Remarkable tales of endurance limits being smashed by unfathomable will abound, but research does bear out that one exceptionally simple technique – that seems part of Kipchoge’s natural disposition – tends to boost human performance.
In one cited experiment, Stephen Cheung, a physiologist at Brock University in Canada, tested a group of 18 trained cyclists. Half the subjects received a fortnight of ‘self-talk’ motivation to suppress negativity and subsequently improved their ability to tolerate higher core body temps.
In another, Samuele Marcora, a research professor at the University of Kent, paid 13 volunteers to pedal to exhaustion on static bikes while a screen flashed images of happy or sad faces in imperceptible 16-millisecond bursts. Those shown happy faces rode, on average, 3mins longer. So, what if we swap the subliminal smiling faces in the lab with the looming sight of a competitor on the course?
“Passing people gave me positive reinforcement to keep pushing even when my body was starting to fail,” Scotland’s David McNamee says of the marathon in last year’s Ironman Worlds in Hawaii. “Towards the end of the race, you’re at your limits and any positive mental boost helps ease the pain slightly.
“Passing people also gives you a distraction. Instead of focusing on how tired you are and the distance left, your mind switches to only caring about overtaking.” McNamee had reached T2 in 14th place and ran himself up to third in the finestever performance by a male British Ironman in Hawaii.

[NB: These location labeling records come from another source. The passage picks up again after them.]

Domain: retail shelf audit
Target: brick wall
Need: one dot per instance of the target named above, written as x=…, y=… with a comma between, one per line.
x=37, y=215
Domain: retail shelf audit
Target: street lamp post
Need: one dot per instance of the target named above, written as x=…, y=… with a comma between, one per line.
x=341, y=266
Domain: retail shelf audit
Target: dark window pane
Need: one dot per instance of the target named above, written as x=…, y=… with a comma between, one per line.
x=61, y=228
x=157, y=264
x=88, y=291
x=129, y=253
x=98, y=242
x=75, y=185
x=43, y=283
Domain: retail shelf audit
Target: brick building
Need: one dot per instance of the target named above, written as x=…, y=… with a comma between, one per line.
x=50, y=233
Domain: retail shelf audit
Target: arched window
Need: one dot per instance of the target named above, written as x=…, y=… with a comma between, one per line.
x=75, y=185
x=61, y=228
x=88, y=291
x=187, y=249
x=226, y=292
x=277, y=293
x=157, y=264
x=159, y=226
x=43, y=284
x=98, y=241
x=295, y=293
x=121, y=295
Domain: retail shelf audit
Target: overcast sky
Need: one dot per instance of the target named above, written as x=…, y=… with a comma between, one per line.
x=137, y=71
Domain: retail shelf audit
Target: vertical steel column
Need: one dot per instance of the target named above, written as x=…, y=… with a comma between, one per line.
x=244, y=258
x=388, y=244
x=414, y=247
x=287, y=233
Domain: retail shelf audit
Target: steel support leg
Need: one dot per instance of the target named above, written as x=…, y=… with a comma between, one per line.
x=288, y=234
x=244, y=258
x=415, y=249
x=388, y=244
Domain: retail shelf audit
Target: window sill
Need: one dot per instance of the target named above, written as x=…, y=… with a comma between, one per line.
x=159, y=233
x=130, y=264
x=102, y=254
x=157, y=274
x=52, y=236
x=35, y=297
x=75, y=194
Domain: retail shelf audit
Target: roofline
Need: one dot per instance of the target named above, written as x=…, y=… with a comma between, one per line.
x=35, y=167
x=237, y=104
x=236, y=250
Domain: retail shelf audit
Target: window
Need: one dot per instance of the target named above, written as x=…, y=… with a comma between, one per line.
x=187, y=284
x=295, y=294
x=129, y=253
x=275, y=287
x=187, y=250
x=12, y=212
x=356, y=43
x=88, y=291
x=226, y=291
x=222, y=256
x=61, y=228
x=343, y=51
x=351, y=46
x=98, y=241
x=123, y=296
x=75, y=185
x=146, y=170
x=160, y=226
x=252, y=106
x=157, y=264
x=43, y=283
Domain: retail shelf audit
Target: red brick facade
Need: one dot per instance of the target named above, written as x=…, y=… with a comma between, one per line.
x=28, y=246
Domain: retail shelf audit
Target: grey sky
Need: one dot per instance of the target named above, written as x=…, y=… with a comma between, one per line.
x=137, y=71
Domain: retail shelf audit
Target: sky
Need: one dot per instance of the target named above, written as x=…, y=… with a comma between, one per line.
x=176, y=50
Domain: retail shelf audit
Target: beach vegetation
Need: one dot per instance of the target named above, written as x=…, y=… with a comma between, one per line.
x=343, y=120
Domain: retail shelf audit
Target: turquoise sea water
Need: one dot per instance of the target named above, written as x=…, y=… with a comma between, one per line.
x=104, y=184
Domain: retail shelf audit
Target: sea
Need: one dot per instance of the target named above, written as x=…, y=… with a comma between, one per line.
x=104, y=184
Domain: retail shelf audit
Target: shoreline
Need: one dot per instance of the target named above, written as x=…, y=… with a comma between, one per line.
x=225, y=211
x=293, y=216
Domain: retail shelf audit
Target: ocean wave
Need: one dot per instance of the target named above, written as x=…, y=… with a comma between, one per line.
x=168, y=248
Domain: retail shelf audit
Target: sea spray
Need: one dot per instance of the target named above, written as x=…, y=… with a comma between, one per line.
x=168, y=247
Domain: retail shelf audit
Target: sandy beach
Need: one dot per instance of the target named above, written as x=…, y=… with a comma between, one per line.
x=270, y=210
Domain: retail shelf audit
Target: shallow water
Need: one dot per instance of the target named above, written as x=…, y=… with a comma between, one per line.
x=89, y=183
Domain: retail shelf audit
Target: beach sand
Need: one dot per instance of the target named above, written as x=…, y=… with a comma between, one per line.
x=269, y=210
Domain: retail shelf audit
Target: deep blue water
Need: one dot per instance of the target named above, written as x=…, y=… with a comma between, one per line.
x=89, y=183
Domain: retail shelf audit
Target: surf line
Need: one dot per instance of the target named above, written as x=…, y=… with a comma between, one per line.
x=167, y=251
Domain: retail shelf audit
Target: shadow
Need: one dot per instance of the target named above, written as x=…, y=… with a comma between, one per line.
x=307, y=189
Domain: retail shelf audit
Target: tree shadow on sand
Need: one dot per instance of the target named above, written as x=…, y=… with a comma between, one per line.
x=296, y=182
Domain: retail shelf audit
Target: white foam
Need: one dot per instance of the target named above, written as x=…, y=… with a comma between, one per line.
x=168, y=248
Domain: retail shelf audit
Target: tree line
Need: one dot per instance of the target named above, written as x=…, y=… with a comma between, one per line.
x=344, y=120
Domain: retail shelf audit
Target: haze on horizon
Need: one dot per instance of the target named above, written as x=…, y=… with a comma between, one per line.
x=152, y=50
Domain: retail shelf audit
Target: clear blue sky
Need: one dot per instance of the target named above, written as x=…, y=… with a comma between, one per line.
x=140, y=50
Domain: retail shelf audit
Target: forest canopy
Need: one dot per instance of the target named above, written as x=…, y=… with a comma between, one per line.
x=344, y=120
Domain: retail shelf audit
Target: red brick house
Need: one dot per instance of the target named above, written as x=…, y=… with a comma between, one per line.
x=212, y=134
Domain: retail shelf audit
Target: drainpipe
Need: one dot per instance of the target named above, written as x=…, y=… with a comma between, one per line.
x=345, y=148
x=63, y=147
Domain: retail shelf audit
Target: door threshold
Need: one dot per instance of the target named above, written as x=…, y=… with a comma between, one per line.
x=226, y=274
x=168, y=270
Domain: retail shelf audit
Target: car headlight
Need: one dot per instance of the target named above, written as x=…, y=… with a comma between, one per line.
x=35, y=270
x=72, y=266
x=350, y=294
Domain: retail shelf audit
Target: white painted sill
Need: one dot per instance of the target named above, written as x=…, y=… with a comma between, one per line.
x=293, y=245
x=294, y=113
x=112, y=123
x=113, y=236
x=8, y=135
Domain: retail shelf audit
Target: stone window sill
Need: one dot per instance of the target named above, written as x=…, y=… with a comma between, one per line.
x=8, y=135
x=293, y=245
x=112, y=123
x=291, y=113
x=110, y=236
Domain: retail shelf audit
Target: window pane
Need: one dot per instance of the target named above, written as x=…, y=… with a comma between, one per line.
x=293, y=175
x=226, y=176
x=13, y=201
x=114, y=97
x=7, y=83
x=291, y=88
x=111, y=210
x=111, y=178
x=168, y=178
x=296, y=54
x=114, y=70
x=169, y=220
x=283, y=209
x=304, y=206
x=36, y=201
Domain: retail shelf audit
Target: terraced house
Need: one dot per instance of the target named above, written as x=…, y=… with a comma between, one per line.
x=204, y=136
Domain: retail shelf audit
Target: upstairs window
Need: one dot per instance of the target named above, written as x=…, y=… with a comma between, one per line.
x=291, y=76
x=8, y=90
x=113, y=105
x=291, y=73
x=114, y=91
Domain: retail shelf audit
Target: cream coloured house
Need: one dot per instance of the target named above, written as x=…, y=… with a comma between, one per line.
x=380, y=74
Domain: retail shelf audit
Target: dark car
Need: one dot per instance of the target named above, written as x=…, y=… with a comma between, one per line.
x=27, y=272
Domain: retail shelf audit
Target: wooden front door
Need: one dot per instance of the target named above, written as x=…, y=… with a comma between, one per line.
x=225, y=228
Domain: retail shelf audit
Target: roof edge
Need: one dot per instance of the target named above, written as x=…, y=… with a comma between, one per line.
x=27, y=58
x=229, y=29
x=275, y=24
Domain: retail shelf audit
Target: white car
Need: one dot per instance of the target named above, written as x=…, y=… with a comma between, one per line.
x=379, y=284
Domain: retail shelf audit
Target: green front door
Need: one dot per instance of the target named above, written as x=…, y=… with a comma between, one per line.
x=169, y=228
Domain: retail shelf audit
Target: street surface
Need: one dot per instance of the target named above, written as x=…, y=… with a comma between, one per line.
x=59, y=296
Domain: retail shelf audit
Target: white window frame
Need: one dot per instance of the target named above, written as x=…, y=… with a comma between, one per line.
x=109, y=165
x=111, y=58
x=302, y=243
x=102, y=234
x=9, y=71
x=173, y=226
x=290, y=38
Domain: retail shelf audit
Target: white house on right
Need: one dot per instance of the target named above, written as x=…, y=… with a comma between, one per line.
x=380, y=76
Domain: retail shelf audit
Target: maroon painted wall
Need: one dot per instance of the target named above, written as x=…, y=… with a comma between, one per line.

Four-time Ironman world champion Chrissie Wellington is synonymous with smiling, but surely a pre-race crash ahead of her final contest in 2011 would put paid to the renowned chipper demeanour? “There was a definite case of faking it that day,” she admits. “I was in pain but needed to mask it as it does give me a boost to smile and conveys the impression of not hurting to my competitors. I think it was a powerful weapon in my armoury.” Given Wellington was never beaten at Ironman, it would be hard to disagree.